Mannering tightened his grip on Ah Quee’s pigtail. ‘Harald Nilssen,’ he cried. ‘Witness to the prosecution! You’re just the man to lend a hand.’

‘Quiet down,’ Nilssen said, lowering Holly to the floor and placing his hand upon her head, to calm her. ‘Quiet! You’ll bring in the sergeant in another moment. What are you doing?’

You went to Crosbie’s cottage,’ Mannering continued, without lowering his voice. ‘You saw that the gold had been retorted—did you not? This yellow devil’s playing us for fools!’

‘Yes,’ Nilssen said. Somewhat absurdly, he was attempting to brush the rain from his coat. ‘I saw that the gold had been retorted. That, in fact, is the reason why I’m here. But you might have asked me quietly. You’ve an audience, you know!’

‘See?’ Mannering was saying to Ah Quee. ‘Here’s another man, come to make you talk! Here’s another man to hold a pistol to your head!’

‘Excuse me,’ Nilssen said. ‘I did not come to hold a pistol to anybody’s head. And I wouldn’t mind asking again what it is that you are doing. It looks ugly, whatever it is.’

‘He won’t hear any kind of reason,’ said Frost, who was anxious not to be implicated in this ugliness.

‘Let a man speak for himself!’ Nilssen snapped. ‘What’s going on?’
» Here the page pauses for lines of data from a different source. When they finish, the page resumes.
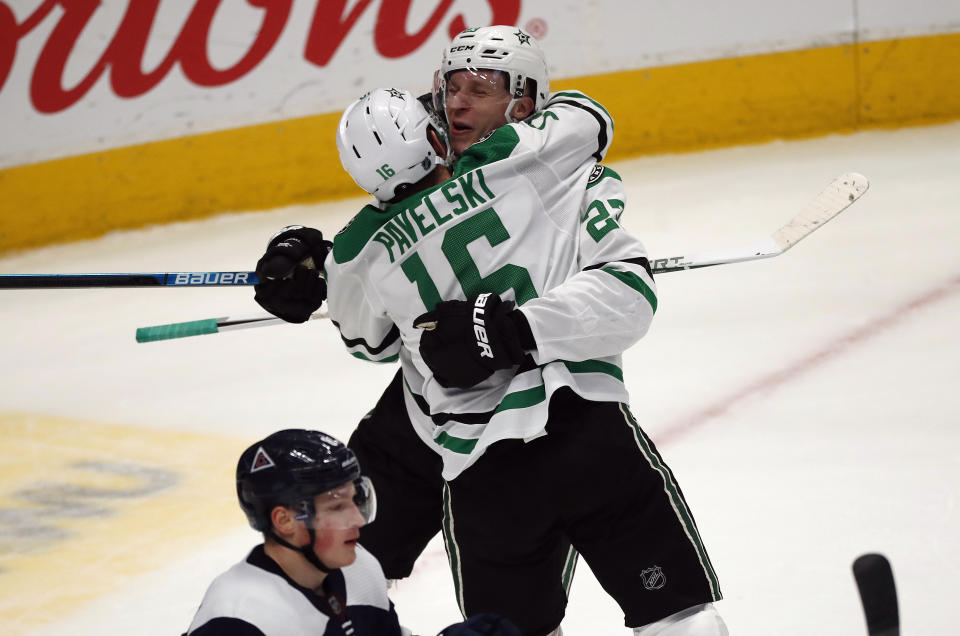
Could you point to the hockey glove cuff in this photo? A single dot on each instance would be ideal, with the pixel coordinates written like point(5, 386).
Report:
point(464, 342)
point(290, 272)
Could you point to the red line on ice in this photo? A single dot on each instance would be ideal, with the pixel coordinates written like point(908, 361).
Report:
point(832, 349)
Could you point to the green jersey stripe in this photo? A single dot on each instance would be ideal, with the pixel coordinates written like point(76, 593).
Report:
point(393, 358)
point(636, 283)
point(605, 173)
point(456, 444)
point(569, 568)
point(583, 97)
point(676, 499)
point(595, 366)
point(453, 551)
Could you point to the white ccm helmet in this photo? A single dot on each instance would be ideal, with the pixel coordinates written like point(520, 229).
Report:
point(501, 48)
point(382, 141)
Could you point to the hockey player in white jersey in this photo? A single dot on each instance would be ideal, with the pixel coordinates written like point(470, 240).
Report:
point(508, 297)
point(304, 491)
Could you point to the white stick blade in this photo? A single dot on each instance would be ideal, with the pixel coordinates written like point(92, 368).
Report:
point(836, 198)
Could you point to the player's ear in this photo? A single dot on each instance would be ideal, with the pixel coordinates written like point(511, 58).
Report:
point(436, 143)
point(523, 108)
point(283, 520)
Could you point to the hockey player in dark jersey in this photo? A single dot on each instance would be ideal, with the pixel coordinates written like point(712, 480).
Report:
point(304, 491)
point(526, 408)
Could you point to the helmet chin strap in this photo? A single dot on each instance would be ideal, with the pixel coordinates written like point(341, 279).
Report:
point(510, 118)
point(306, 550)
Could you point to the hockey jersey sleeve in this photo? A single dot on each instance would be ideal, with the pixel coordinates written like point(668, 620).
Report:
point(609, 304)
point(354, 308)
point(571, 129)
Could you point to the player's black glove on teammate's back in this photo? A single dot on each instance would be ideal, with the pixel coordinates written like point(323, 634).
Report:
point(289, 272)
point(482, 625)
point(464, 342)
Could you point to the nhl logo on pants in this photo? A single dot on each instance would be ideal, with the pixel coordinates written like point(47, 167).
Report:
point(653, 578)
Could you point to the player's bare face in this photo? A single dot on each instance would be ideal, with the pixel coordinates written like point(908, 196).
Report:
point(337, 525)
point(476, 103)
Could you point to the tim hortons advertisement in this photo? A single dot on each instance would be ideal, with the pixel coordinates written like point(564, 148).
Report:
point(78, 71)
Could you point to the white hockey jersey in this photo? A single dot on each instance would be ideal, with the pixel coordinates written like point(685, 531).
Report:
point(255, 598)
point(531, 216)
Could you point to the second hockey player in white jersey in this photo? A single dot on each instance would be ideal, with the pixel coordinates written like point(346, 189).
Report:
point(508, 293)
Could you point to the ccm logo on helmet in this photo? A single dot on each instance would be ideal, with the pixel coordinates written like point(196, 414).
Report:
point(479, 328)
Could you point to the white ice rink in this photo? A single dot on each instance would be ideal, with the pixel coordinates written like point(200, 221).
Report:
point(808, 404)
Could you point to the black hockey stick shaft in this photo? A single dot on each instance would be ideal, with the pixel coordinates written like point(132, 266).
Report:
point(878, 593)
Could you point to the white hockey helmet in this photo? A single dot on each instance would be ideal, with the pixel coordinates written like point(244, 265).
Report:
point(382, 141)
point(508, 49)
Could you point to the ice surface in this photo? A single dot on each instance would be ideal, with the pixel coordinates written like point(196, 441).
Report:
point(808, 404)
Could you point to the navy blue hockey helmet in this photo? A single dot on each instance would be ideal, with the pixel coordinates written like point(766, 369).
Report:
point(292, 466)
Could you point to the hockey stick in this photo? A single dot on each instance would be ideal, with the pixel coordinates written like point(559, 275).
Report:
point(209, 325)
point(878, 593)
point(836, 198)
point(163, 279)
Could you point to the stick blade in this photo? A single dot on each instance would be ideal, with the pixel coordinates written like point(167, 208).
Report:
point(177, 330)
point(878, 593)
point(836, 198)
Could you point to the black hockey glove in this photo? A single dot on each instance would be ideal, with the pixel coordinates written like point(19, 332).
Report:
point(290, 271)
point(464, 342)
point(482, 625)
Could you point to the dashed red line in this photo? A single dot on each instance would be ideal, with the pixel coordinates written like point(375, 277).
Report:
point(832, 349)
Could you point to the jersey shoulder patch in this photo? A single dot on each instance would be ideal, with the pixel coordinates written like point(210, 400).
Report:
point(493, 147)
point(599, 173)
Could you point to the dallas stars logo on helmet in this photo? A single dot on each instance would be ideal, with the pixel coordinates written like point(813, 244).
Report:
point(522, 37)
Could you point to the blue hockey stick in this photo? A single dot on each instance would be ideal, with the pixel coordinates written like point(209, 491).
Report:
point(164, 279)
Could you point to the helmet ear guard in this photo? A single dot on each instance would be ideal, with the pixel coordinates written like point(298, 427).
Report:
point(382, 141)
point(290, 468)
point(507, 49)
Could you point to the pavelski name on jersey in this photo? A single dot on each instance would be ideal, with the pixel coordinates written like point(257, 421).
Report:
point(457, 196)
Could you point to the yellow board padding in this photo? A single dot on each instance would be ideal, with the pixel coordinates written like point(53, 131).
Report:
point(727, 101)
point(677, 108)
point(249, 168)
point(87, 506)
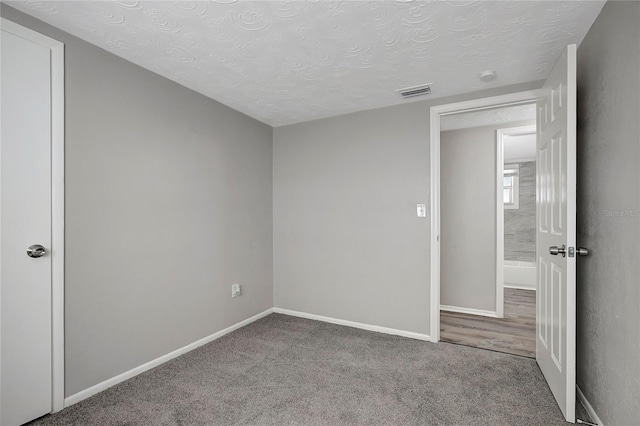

We shall omit Mannering’s answer to this question, which was both inaccurate and inflammatory; we shall omit, also, the ensuing discussion, during which Mannering and Nilssen discovered that their purpose in journeying to Chinatown was one and the same, and Frost, who could intuit quite plainly that the commission merchant was holding him in some suspicion over the sale of the Wells estate, maintained a rather sullen silence. The clarifications took some time, and it was nearly ten minutes later that the conversation turned, at last, to the goldsmith Ah Quee, who was still being held by the nape of his neck in a posture of much discomfort and indignity. Mannering suggested that his pigtail be cut off altogether, in order to impress upon the man the urgency of the matter at hand; he tugged at Ah Quee’s head as he said it, taking evident pleasure in the motion, as if weighing a spoil. Nilssen’s code of ethics did not permit humiliation, however, just as his code of aesthetics did not permit ugliness; again he made his disapproval known, prompting a quarrel with Mannering that delayed Ah Quee’s release still further, and excited Holly to the point of riotous and irrepressible joy.

Finally Charlie Frost, who had been hitherto very successfully ignored, suggested that perhaps the Chinese men had simply not understood Mannering’s line of questioning. He proposed instead that the questions be put to Ah Sook again, and this time in writing: that way, he said, they could be sure that nothing had been lost in the act of translation. Nilssen saw the sense in this idea, and approved of it. Mannering was disappointed—but he was in the minority, and presently he was forced to agree. He released Ah Quee, returned his revolver to its holster, and retrieved his pocketbook from his vest, in order to compose a question in Chinese script.

Mannering’s pocketbook was an artefact about which he was not unreasonably proud. The pages of the book had been laid out rather like an alphabet primer, with the Chinese characters written beneath their English meanings; Mannering had devised an index by which the characters could be placed together, to form longer words. There was no phonetic translation, and for this reason the pocketbook occasionally caused more confusion than it allayed, but on the whole it was an ingenious and helpful conversational tool. Mannering set the tip of his tongue in the corner of his mouth, as he always did when he was reading or writing, and began thumbing through the book.